Утро вечера мудренее: сажусь за письмо в Москву. В полночь несу его на вокзал. Улицы пустынны, лишь изредка попадаются с хохотом и свистом расходящиеся по домам из кафе и ресторанов корпоранты. Захожу в буфет третьего класса купить марку. Несмотря на поздний час, в нем еще не угасла жизнь. В клубах сигарного дыма задорно препираются в карты солидные гейдельбергские бюргеры. И тут шум и веселье, удары кулаком по зеленому сукну и добродушное колыхание почтенных животиков. Милый и добродушный, но совсем непонятный народ. И над чем это они столько смеются?
Возвращаюсь домой, решаю с завтрашнего дня начать заниматься по-настоящему и немедленно ложусь спать. Страшно подумать, как быстро бежит время – уже пять дней, как я в Гейдельберге…
Свое решение по-настоящему работать я осуществил, но на свой собственный лад. Немецкие приятели говорили мне, что если я буду слишком разбрасываться, то не только не сдам раньше десяти лет докторского экзамена, но и вообще проиграю всю свою жизнь. Я этому не верил, утверждая уже тогда, что жить надо так же, как играть в шахматы: обязательно всеми фигурами сразу.
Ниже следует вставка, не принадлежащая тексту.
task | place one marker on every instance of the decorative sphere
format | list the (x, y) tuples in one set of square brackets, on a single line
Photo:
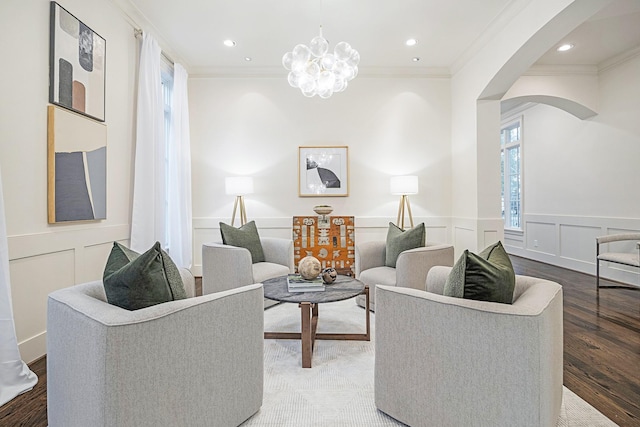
[(329, 275), (309, 267)]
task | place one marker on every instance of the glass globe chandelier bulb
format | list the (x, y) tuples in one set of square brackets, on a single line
[(342, 51), (301, 53), (293, 79), (287, 60), (319, 46)]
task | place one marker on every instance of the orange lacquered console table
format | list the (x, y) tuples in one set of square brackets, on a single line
[(331, 239)]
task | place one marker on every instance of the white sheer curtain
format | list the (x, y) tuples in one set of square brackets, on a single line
[(162, 177), (15, 375), (179, 191), (148, 213)]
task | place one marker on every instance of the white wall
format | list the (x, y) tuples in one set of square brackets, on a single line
[(254, 126), (581, 177), (527, 30), (46, 257)]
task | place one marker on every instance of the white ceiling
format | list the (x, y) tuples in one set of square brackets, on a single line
[(192, 31)]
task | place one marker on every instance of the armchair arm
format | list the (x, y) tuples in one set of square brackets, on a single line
[(369, 255), (225, 267), (189, 282), (278, 251), (414, 264), (436, 279)]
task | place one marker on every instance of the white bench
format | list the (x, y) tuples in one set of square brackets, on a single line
[(625, 258)]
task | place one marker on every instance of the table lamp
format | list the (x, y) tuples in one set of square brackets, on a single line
[(404, 186), (239, 186)]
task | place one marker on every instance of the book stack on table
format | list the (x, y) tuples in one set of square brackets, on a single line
[(296, 283)]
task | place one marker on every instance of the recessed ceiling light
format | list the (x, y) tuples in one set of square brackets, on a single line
[(565, 47)]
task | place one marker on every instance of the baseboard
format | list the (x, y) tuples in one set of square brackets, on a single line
[(33, 348)]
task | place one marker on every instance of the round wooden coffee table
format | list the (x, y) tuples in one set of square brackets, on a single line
[(344, 287)]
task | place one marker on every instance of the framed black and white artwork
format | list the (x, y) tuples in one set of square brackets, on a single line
[(323, 171)]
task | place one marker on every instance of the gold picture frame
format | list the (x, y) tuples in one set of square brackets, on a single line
[(77, 167), (323, 171)]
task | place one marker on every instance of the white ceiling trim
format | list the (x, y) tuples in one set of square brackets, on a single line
[(618, 59), (561, 70), (511, 10), (280, 72)]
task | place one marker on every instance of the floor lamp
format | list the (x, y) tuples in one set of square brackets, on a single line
[(404, 186), (239, 186)]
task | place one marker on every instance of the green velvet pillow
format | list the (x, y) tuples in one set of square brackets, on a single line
[(487, 276), (133, 281), (244, 237), (399, 240)]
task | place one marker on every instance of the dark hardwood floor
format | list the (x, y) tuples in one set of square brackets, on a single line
[(601, 350), (601, 340)]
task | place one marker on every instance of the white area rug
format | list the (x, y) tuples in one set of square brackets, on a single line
[(338, 389)]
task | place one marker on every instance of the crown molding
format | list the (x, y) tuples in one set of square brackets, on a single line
[(618, 59), (280, 72), (511, 10), (561, 70)]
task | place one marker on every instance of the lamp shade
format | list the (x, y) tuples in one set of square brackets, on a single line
[(238, 185), (403, 185)]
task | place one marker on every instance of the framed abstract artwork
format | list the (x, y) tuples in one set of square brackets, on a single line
[(323, 171), (77, 60), (77, 167)]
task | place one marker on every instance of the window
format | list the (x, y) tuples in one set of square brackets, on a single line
[(511, 173)]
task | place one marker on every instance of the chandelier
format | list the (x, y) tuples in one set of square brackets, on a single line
[(316, 71)]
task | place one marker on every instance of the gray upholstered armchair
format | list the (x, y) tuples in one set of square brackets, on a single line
[(457, 362), (228, 267), (631, 259), (192, 362), (411, 268)]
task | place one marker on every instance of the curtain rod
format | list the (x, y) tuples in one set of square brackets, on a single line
[(137, 33)]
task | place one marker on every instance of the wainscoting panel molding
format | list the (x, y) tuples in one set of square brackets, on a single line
[(44, 262)]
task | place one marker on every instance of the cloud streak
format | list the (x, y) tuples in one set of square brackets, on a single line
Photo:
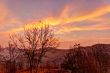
[(64, 19)]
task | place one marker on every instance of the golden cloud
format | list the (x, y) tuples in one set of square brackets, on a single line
[(64, 19)]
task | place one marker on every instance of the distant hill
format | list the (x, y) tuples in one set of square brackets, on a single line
[(55, 56)]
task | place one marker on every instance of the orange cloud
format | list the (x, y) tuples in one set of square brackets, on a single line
[(86, 28), (6, 16), (64, 18)]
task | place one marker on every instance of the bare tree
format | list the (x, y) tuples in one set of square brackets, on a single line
[(36, 42)]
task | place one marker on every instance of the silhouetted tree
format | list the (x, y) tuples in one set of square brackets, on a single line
[(36, 42)]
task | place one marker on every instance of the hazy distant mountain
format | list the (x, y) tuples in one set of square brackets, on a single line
[(55, 56)]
Кроме экзаменационных предметов, т. е. философии, государственного права и немецкой литературы, я в продолжение всех семестров слушал историю, политическую экономию, историю древних религий, богословие и даже психиатрию, одним словом почти все, кроме естественных наук. На тех нескольких лекциях по физике, химии и медицине, что мне довелось прослушать, я всегда ощущал раз-воплощение природы и убиение ее души. Непередаваемо страшное впечатление произвел на меня анатомический театр, в который я как-то зашел, чтобы о чем-то срочном переговорить с братом, который вслед за мной тоже приехал учиться в Гейдельберг. Разрезанные на части покойники («со святыми упокой»), тяжелый трупный дух, смешанный с запахом формалина и еще чего-то, и тут же рядом уютные дымки папирос и бутерброды в пергаменте на секционных столах, все это до того потрясло меня, что я окончательно укрепился в своей мысли, что лучше совсем не лечить живых, чем так позорить усопших. Брат искренне возмущался моими философскими отвлеченностями, но я упорно твердил свое: от смерти вылечить все равно никого нельзя, отсрочивать же смерть, не зная какая по больному предстоит судьба, совершенно бессмысленно.